Heinz
Linge
Daily Mail, 06/08/2009
Em
27 de abril de 1945, Hitler chamou-me em seu escritório. Os russos estavam
avançando sobre Berlim e mesmo o Führer – normalmente bem otimista – começou a
perceber que a derrota era inevitável.
Ele
havia se isolado totalmente, querendo não ver ninguém exceto Eva Braun e eu;
nem mesmo querendo celebrar seus 55º. aniversário.
Sem
preliminares, Hitler me ordenou: “Gostaria de liberá-lo para sua família.” Eu o
interrompi: “Meu Führer, estive com o
senhor nos bons tempos e continuarei a está-lo também nos ruins.”
Calmamente,
ele aceitou minha insistência. “Tenho outro trabalho pessoal para você. Você
deve manter prontos cobertores de lã no meu quarto e gasolina suficiente para
duas cremações. Vou me suicidar junto com Eva Braun. Você enrolará nossos
corpos nos cobertores, transportá-los para o jardim e então queimá-los.” “Jawohl, mein Führer!,” respondi,
tremendo. Não havia nada mais a dizer.
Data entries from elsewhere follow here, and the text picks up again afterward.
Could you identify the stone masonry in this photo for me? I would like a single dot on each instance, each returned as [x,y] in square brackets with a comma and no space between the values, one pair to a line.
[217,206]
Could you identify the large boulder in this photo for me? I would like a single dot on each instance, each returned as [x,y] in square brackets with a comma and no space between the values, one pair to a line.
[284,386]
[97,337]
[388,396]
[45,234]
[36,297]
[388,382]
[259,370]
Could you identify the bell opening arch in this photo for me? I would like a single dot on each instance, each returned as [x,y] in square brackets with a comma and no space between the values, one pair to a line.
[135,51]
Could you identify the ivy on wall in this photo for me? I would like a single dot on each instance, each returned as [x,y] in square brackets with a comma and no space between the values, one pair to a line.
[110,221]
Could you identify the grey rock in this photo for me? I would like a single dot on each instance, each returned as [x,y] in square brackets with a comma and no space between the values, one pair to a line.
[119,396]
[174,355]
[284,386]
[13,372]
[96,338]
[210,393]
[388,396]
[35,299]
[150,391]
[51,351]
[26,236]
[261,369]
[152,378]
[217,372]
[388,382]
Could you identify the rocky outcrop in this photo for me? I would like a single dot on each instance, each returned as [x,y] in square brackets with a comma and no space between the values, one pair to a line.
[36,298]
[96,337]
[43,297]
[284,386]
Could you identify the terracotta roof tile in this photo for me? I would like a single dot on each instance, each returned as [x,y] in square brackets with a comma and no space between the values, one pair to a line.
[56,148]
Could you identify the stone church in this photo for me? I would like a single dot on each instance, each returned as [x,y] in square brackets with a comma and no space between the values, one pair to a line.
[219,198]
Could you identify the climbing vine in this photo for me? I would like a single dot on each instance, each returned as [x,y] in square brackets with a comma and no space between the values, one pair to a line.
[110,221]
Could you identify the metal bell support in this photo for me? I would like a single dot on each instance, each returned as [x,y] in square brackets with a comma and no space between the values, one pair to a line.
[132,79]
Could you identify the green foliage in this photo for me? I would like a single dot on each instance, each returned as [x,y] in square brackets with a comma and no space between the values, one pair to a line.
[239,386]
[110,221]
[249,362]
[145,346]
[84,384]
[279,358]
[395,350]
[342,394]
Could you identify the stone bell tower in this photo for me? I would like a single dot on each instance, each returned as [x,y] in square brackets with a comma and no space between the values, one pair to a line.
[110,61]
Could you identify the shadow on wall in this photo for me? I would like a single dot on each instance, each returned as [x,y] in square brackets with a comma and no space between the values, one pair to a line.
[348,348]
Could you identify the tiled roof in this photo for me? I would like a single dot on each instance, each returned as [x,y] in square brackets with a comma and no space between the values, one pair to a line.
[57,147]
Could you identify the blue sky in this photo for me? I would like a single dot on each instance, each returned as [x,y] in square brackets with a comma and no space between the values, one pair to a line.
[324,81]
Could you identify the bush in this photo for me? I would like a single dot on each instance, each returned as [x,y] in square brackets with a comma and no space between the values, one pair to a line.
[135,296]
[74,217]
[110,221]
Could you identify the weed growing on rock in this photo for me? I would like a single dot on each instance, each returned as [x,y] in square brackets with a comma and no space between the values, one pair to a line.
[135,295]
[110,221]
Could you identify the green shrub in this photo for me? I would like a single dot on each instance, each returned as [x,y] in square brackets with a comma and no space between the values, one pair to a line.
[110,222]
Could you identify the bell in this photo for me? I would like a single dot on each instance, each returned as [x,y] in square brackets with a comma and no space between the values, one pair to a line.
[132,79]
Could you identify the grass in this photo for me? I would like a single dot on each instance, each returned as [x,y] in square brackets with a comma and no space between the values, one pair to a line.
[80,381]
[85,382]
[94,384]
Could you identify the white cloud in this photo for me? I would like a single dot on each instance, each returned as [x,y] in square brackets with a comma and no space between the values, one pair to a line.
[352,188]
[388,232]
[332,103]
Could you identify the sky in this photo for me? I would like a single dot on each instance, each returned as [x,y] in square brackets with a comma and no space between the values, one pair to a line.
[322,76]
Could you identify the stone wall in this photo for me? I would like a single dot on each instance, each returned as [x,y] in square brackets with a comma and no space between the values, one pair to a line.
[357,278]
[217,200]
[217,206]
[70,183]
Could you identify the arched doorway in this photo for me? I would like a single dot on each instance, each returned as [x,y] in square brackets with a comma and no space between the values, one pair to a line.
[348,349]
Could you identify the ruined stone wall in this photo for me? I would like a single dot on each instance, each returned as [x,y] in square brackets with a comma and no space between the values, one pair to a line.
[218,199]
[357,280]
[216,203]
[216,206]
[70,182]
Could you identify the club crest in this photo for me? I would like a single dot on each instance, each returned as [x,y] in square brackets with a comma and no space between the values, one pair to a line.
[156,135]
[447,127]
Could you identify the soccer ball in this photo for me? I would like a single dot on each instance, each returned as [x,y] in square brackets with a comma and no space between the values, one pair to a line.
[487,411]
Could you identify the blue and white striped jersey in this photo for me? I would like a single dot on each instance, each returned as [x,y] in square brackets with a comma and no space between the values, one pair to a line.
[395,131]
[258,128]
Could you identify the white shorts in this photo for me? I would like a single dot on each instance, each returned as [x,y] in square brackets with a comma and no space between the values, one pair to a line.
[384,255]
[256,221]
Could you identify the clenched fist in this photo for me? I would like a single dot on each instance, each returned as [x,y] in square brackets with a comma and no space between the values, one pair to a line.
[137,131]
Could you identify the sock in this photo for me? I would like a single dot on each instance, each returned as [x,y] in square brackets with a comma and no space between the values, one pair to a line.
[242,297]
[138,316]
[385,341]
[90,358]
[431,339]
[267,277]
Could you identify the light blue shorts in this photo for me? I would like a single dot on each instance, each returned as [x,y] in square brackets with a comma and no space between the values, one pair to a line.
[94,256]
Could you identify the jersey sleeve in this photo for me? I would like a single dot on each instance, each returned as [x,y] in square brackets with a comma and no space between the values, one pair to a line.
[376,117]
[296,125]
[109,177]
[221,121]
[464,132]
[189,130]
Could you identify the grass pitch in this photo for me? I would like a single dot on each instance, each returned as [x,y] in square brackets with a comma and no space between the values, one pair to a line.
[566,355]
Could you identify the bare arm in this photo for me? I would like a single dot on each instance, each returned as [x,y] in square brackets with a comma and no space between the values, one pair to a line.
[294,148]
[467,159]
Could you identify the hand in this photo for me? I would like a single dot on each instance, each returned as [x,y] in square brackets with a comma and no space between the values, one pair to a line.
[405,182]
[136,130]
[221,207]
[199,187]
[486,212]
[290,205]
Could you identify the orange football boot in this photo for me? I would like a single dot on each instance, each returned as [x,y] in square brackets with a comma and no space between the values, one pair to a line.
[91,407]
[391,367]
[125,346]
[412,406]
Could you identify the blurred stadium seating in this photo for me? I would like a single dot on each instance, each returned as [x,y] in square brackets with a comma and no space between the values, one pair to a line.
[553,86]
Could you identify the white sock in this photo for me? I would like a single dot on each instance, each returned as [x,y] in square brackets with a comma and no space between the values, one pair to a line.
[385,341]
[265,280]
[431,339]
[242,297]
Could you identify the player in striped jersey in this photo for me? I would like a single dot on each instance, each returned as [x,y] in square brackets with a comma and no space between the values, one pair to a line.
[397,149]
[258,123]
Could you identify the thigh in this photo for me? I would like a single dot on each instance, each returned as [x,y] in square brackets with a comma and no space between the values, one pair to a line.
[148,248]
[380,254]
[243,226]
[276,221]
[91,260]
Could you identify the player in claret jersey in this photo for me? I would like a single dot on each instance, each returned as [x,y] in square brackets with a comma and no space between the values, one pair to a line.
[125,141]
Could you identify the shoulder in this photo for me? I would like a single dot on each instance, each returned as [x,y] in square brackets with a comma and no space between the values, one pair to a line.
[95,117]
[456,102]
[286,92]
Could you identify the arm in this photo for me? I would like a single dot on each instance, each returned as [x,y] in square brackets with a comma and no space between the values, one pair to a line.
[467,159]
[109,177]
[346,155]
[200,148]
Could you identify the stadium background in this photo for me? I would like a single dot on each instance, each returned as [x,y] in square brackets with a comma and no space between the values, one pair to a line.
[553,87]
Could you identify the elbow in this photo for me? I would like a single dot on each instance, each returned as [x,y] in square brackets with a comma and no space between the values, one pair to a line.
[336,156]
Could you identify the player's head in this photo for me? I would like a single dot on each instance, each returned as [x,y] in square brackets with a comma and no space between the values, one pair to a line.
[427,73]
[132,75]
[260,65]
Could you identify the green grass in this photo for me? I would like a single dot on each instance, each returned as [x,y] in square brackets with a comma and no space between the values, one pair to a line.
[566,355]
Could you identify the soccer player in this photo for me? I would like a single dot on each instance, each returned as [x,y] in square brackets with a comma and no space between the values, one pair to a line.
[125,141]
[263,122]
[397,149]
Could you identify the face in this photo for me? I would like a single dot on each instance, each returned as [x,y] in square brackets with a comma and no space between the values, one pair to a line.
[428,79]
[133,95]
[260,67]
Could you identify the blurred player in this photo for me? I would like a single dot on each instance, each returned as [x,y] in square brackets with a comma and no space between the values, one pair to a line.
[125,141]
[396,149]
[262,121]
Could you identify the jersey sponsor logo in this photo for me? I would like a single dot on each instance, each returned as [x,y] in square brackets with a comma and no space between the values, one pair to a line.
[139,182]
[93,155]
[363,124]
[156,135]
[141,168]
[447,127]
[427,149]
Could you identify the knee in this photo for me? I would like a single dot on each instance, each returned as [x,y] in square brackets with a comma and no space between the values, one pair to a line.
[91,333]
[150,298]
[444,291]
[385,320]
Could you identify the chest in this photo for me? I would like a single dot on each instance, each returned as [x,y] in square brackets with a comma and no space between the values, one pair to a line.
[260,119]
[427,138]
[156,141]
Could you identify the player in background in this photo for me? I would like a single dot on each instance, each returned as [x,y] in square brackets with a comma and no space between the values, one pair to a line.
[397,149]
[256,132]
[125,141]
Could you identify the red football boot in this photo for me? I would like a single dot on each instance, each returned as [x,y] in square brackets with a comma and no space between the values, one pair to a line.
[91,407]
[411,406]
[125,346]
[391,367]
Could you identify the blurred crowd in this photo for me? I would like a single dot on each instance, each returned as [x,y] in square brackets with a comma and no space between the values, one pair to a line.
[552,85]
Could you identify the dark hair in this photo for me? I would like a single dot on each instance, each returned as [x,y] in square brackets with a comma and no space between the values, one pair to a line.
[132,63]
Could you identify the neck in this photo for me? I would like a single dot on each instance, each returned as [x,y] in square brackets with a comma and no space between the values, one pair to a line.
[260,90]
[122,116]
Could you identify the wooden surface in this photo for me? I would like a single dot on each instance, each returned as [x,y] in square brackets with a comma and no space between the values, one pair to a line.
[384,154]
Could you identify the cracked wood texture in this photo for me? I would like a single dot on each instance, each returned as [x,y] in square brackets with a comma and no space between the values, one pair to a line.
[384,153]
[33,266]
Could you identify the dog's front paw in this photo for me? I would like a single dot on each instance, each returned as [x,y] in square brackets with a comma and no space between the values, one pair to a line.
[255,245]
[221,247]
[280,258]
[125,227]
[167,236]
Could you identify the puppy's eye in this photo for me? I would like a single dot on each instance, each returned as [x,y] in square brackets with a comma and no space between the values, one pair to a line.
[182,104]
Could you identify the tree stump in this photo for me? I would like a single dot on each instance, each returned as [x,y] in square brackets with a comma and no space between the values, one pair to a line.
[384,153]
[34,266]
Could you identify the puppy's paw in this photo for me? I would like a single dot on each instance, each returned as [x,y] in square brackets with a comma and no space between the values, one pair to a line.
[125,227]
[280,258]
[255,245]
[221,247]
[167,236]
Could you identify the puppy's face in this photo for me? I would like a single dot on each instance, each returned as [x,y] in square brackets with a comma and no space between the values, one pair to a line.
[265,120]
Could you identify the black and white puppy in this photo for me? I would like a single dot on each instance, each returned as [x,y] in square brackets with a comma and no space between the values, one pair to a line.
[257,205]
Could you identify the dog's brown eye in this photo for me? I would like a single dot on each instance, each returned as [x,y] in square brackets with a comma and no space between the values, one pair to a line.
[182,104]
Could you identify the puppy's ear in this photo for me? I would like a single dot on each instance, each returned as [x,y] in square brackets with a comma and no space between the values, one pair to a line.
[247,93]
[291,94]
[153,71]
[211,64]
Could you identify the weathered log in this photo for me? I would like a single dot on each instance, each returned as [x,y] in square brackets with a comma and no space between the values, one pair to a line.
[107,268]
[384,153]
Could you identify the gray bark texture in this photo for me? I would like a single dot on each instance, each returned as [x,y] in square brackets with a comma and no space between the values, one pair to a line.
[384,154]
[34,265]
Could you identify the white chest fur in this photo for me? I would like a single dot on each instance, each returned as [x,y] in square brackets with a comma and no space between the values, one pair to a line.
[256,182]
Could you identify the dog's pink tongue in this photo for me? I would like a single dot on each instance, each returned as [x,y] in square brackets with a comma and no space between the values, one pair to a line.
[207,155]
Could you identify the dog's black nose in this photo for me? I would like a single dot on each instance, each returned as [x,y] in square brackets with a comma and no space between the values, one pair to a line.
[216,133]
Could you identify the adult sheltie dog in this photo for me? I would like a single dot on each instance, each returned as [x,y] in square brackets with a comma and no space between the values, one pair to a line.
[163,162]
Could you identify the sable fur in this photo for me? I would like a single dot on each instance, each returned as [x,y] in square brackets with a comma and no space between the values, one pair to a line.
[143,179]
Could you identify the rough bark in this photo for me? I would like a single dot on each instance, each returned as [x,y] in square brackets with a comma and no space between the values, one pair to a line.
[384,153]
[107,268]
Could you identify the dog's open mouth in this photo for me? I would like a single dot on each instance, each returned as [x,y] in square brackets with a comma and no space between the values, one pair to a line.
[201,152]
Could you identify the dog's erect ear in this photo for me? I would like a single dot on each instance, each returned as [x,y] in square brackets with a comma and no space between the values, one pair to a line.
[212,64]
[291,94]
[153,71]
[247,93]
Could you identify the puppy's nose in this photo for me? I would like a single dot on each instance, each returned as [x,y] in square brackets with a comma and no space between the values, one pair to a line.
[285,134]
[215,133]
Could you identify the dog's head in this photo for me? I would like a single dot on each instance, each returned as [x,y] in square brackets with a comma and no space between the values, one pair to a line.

Rapidamente – meus joelhos sentindo-se
tão duros que eles pareciam colapsar sob mim – deixei Hitler sozinho.
Três
dias depois, ele estava morto. Ao abrir o quarto de Hitler, vi algo que jamais
esquecerei. Ele e Eva estavam afundados no sofá florido. Hitler tinha dado um
tiro em sua têmpora direita. Sua cabeça estava inclinada em direção da parede e
seu sangue espalhado no tapete. No seu lado direito estava sentada Eva, suas
pernas esticadas, sua face contorcida indicando o modo de sua morte:
envenenamento por cianeto.
Dez
anos haviam se passado entre o início do meu trabalho para Hitler e este
momento, às 15h45m de 30 de abril de 1945. Um mundo inteiro estava entre o homem a quem
jurei ser fiel até a morte, e este cadáver que eu agora tinha que embrulhar em
um cobertor, carregar pela escadaria escura e estreita do bunker, colocar em uma cratera criada por artilharia, embeber com
gasolina e atear fogo.
O
homem que encontrei no verão de 1934 havia sido uma personalidade dominante
exalando um carisma arrebatador. O que eu queimei e enterrei sob uma saraivada
de tiros dos soviéticos era um velho trêmulo, uma força desvanecida.
Nasci
em Bremen em 1913 e era pedreiro quando me alistei na Waffen-SS em minha cidade
em 1933. Nunca tive interesse em política, mas um ano depois fui enviado com
duas dúzias de outros camaradas à casa de Hitler em Berghof – o mais conhecido
de seus quartéis-generais e um lugar onde ele passou muito tempo antes e
durante a Segunda Guerra.
Um
ano após isso, fui selecionado para servir no estafe particular de Hitler e
tornei-me seu criado pessoal logo após o início da guerra em 1939.
Estar
diante da presença de Adolf Hitler era o desejo de milhões. Mas a vida com o
Führer não era uma rotina.
Meu
trabalho era selecionar os documentos matutinos e os primeiros despachos estrangeiros
– colocando-os em uma cadeira ao lado de sua cama. Eu o acordava às 11h. Hitler
levantava, olhava a correspondência e a lia na cama – ao lado da qual havia um
carrinho de chá com livros, jornais, seus óculos e uma caixa de lápis de cor.
Era
o responsável por mantê-lo abastecido com materiais de escritório e óculos (ele
nunca gostou de ser visto em público com eles, já que pensava ser um sinal de
fraqueza). Sempre levava comigo um par de lentes sobressalentes quando
viajávamos, já que ele frequentemente as quebrava enquanto as manuseava com as
mãos, enquanto divagava sobre um problema. Após sua sessão matutina de leitura,
Hitler sempre seguia a mesma rotina – ele se barbearia, retirava seu pijama
branco, colocava-o sobre a cama, tomava banho, pegava sua roupa no cabide e a
vestia.
Hitler
sempre se vestia sozinho e ele fazia isso usando um cronômetro, sendo que minha
presença era como a de um árbitro. Ao seu comando Los! acionava o cronômetro e a corrida da vestimenta começava.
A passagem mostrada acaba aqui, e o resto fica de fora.